Startup Aster Data Systems' database can turn commodity hardware into a high-performance analytic engine.Three years after its founding, Aster Data Systems has emerged from
stealth mode with an Internet-scale, massively parallel processing
database and a well-known customer—MySpace.
Dubbed Aster nCluster, the product is aimed at overcoming the price and
performance challenges of large-scale data warehouses. At the core of the
nCluster architecture are algorithms and processes that control the placement,
partitioning, balancing, replication and querying across clusters of
intelligent nodes.
The data partitioning algorithm, called POD (Performance Optimized
Dimensional) Partitioning, attempts to maximize the locality of queries by
doing intelligent placement in advance. So when a query hits a node, it finds
as much data locally as possible, explained Aster Chief Technology Officer
Tasso Argyros. Another key innovation is an algorithm referred to as Precision
Scaling, which provides for incremental scaling of new hardware nodes, ensuring
that each addition of a commodity node will proportionally speed up the
workload, he said.
"Once a new node is powered on in the cluster, Aster nCluster takes
over the entire process of imaging the node, migrating data over to the new
node from an overloaded node, constructing the requisite indexes on the newly
gained data, and creating the requisite backups," Argyros said.

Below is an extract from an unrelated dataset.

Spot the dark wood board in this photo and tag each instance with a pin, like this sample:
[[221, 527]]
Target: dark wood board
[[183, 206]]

Click here to read about why on-demand business intelligence can pay off—for some.
Out of the gate, Aster Data counts MySpace as one of its customers.

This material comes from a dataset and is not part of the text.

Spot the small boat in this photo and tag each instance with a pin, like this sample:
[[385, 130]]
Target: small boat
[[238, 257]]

According to Aster Data, the social network has more than 100 nodes and the
capability of loading millions of rows per second. With nCluster, MySpace can
use powerful analytic extensions to simplify and speed analysis, he said.
"At MySpace, Aster is used to collect all page view data directly from
the Web servers," Argyros said. "As you can imagine, MySpace needed
to understand traffic on their site intraday, requiring terabytes of data to be
loaded in their data warehouse on a daily basis. More importantly, they needed
complex queries to quickly return results."
Aster Data was founded in 2005 by three Ph.D. students from the Computer
Science Department at Stanford University.
The company is positioning itself as provider of MPP (massively parallel
processing) databases for organizations that need to store and analyze large
amounts of data.
"Our software then makes it very easy and
reliable to manage these servers by handling issues such as scale-up,
replication and failures, and enables queries on the cluster to perform superfast
… by optimizing for the right system bottlenecks," Argyros said.